Do you know the parable of the black grouse? These wild chickens once walked around on the Sallandse Heuvelrug. That is why a project was launched to release the grouse again. 180 were caught in Sweden, but hardly one survived in Salland. They did not thrive, despite the felled forest, the increased moorland and the eight tons it cost to catch and fly. But the grouse project continued. At one point even the hawk had to be fought, which sometimes outwitted a black grouse. Although the hawk was also protected, it was not the target. That was the grouse.
It is an almost biblical story, from the book by bird of prey expert Rob Bijlsma, Churches of gold, pastors of wood (Atlas Contact, 2021). And the story has a moral for the nitrogen crisis. Nature is not a fact, but a representation, an appreciation. For the participants in the grouse project, grouse were nature. The second lesson is that of ends and means. For the return of the grouse, that poor hawk also had to give way. There is a certain fanaticism involved. Even if the goal is unachievable, the drug continues to be administered.
In the excitement about nitrogen, the question of what nature is disappeared behind the horizon. There is no more manufacturable nature than the Dutch, in which sawing, felling, teasing, releasing, capturing and transferring is done continuously. But what is nature actually? On Sunday Member of Parliament Tjeerd de Groot (D66) said firmly Buitenhof that things are going very badly with Dutch nature. Nature is receding. Nobody contradicted him, not even Sjaak van der Tak of the farmers. For those who want to see the gentian blue bloom, things are indeed going badly. But for those who love storks or wolves, the Dutch nature is a miracle. Especially when you consider what a century ago nature was in this country for the poet: a piece of forest the size of a newspaper.

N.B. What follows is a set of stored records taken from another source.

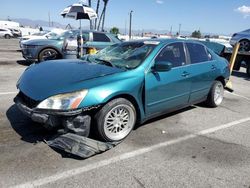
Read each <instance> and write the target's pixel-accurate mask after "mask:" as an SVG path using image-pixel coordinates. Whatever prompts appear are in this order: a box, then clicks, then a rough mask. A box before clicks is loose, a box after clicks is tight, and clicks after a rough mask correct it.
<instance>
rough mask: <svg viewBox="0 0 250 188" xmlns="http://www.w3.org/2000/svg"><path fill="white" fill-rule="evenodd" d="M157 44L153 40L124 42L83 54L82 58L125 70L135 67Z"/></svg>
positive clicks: (147, 55)
mask: <svg viewBox="0 0 250 188" xmlns="http://www.w3.org/2000/svg"><path fill="white" fill-rule="evenodd" d="M157 44H158V43H154V42H148V43H147V42H124V43H121V44H115V45H112V46H110V47H107V48H104V49H103V50H101V51H99V52H98V53H97V54H95V55H88V56H85V57H83V60H87V61H89V62H91V63H97V64H106V65H108V66H113V67H118V68H122V69H127V70H128V69H135V68H136V67H138V66H139V65H140V64H141V63H142V62H143V61H144V60H145V59H146V58H147V57H148V55H149V54H150V53H151V52H152V50H153V49H154V48H155V47H156V45H157Z"/></svg>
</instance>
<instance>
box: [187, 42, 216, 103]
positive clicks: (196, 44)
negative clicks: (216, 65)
mask: <svg viewBox="0 0 250 188" xmlns="http://www.w3.org/2000/svg"><path fill="white" fill-rule="evenodd" d="M186 47H187V51H188V54H189V59H190V66H189V70H188V72H190V78H191V79H192V84H191V94H190V99H189V102H190V103H196V102H200V101H201V100H203V99H205V98H206V97H207V95H208V93H209V90H210V88H211V86H212V83H213V81H214V80H215V77H216V75H217V74H216V71H217V67H216V61H215V60H213V58H212V55H211V54H210V53H209V51H208V50H207V48H206V47H205V46H204V45H202V44H199V43H196V42H186Z"/></svg>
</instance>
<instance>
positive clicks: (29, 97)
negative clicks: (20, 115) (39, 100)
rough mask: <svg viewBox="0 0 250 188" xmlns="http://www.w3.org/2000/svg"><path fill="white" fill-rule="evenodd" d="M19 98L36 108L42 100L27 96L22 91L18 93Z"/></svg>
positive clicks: (29, 106)
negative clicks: (35, 107)
mask: <svg viewBox="0 0 250 188" xmlns="http://www.w3.org/2000/svg"><path fill="white" fill-rule="evenodd" d="M17 97H18V98H20V99H21V101H22V103H23V104H24V105H26V106H27V107H29V108H35V107H36V106H37V105H38V104H39V103H40V102H41V101H36V100H33V99H31V98H30V97H28V96H26V95H25V94H24V93H22V92H21V91H20V92H19V93H18V96H17Z"/></svg>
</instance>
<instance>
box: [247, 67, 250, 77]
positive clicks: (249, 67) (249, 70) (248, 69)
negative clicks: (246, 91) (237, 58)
mask: <svg viewBox="0 0 250 188" xmlns="http://www.w3.org/2000/svg"><path fill="white" fill-rule="evenodd" d="M246 73H247V76H249V77H250V64H247V67H246Z"/></svg>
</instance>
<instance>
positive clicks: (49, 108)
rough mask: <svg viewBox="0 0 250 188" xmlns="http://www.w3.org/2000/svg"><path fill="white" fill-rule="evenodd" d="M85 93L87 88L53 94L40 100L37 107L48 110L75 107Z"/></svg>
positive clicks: (74, 108) (75, 107) (62, 108)
mask: <svg viewBox="0 0 250 188" xmlns="http://www.w3.org/2000/svg"><path fill="white" fill-rule="evenodd" d="M87 93H88V90H82V91H78V92H74V93H67V94H61V95H55V96H52V97H49V98H47V99H45V100H44V101H42V102H41V103H40V104H39V105H38V106H37V108H40V109H49V110H69V109H77V108H78V106H79V105H80V103H81V102H82V100H83V99H84V98H85V96H86V95H87Z"/></svg>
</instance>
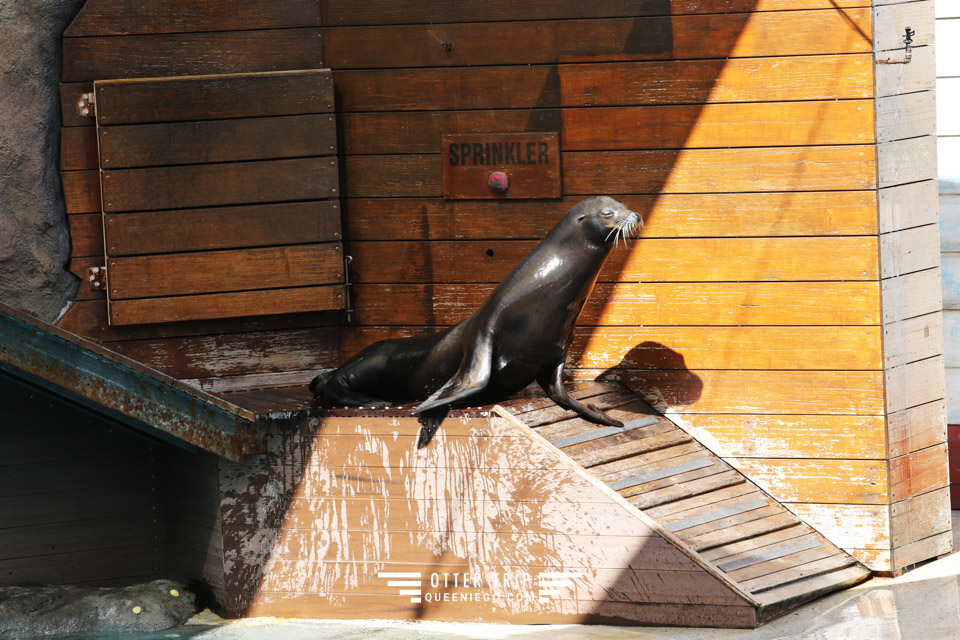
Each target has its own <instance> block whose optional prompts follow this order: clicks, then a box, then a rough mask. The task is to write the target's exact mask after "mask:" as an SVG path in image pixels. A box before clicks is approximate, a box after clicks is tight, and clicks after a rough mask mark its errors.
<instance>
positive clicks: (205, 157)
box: [77, 114, 337, 169]
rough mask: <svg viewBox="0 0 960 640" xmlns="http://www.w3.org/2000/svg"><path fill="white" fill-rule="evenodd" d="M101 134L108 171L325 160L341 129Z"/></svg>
mask: <svg viewBox="0 0 960 640" xmlns="http://www.w3.org/2000/svg"><path fill="white" fill-rule="evenodd" d="M77 130H82V129H79V128H78V129H77ZM83 130H85V129H83ZM99 132H100V159H101V162H102V164H103V167H104V168H105V169H107V168H109V169H119V168H126V167H146V166H158V165H168V164H194V163H207V162H234V161H238V160H268V159H273V158H299V157H307V156H324V155H333V154H335V153H336V149H337V132H336V125H335V123H334V121H333V117H332V116H329V115H326V114H310V115H300V116H278V117H270V118H239V119H235V120H205V121H199V122H172V123H170V122H165V123H159V124H140V125H123V126H112V127H100V129H99Z"/></svg>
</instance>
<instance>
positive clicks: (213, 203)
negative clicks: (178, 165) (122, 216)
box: [101, 158, 338, 213]
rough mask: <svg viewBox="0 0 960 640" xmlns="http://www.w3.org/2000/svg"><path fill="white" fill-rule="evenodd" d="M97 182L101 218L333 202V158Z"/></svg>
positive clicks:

But as things go in politics, an objective benchmark had to be found for experiencing nature. After all, measuring is knowing. This is how nitrogen values came into the world, mainly under the influence of the judge, who had to make decisions in the event of disagreements about nature quality. Nitrogen precipitation became nature’s thermometer, to which we owe the fruitless debate about whether or not models are correct to determine deposition, or whether measurement is better than modeling. This also includes the tragic images in the news of cow toilets, which have to prevent a shot glass of cow pee from leaving the stable with ingenious lifting constructions.
I borrow some things from a so-called round table in the House of Representatives a year ago. There, someone from the Netherlands Environmental Assessment Agency (PBL) argued that we should move away from the obsession with nitrogen and return to the debate on nature quality, and that there is scope for this within the European guidelines. In a report from the same PBL, Towards a way out of the nitrogen crisis (2021), I read that maintaining current nitrogen targets would lead to the end of agriculture as we know it. Open livestock farming and arable farming in Gelderland, Brabant and Overijssel, even organic, circular, nature-inclusive, you name it: ‘A final picture is emerging.’
That is a dramatic finding. But to quote Twan Huys, who tackled the subject of nitrogen Buitenhof broached, ‘the time of porridge and wetness is over’. Such is the mood in the country. We have to follow the laws and science, Tjeerd de Groot said, with a hint of complacency. Not long ago there was a typical Dutch nitrogen compromise. It was called PAS, Nitrogen Approach Programme. Expansion or new construction could be checked against less nitrogen emissions in the long term. That was fired by the judge and a traumatic construction freeze followed. Since then, the PAS scheme has only been mocked, with Henk Bleker (CDA) being the angry pier.
There are quite a few former politicians walking around with nitrogen on their hands, such as Diederik – ‘the beauty of the compromise’ – Samsom and Sharon Dijksma (both PvdA). None of them want to be reminded of their nitrogen adventures and that too fits the times. In these excited days, people sometimes forget that politics is just about keeping things wet, in other words, preventing people from hitting each other in the head. The nitrogen compromise has been exchanged by court decisions for the great right of activists and conservationists. It is an example of the legalization that is the ax to the root of politics. Not a bit equal and can live with that, but beating the opponent has become the bet. For the losing farmers, there is also the felt condescension of Randstad officials and politicians with their paper reality.
As far as that paper reality is concerned: the necessary reduction in nitrogen percentages has now been completed, and nothing else. ‘We are going to talk about how’, said VVD party leader Sophie Hermans. On the famous map from the ministerial nitrogen letter, I saw the modest nature reserve in the Peel and the expanse around it that would have to be cleared by pigs. The PBL wrote about ‘a landscape change that could be unparalleled historically’. No one knows what to do when all those stables, barns and fields are immediately empty. I heard the first criminal cannabis growers have already reported to reuse the sheds. Another possibility is that we will have an endless wasteland of solar panels, something like the new progressive college in Groningen envisions. We can call it nature.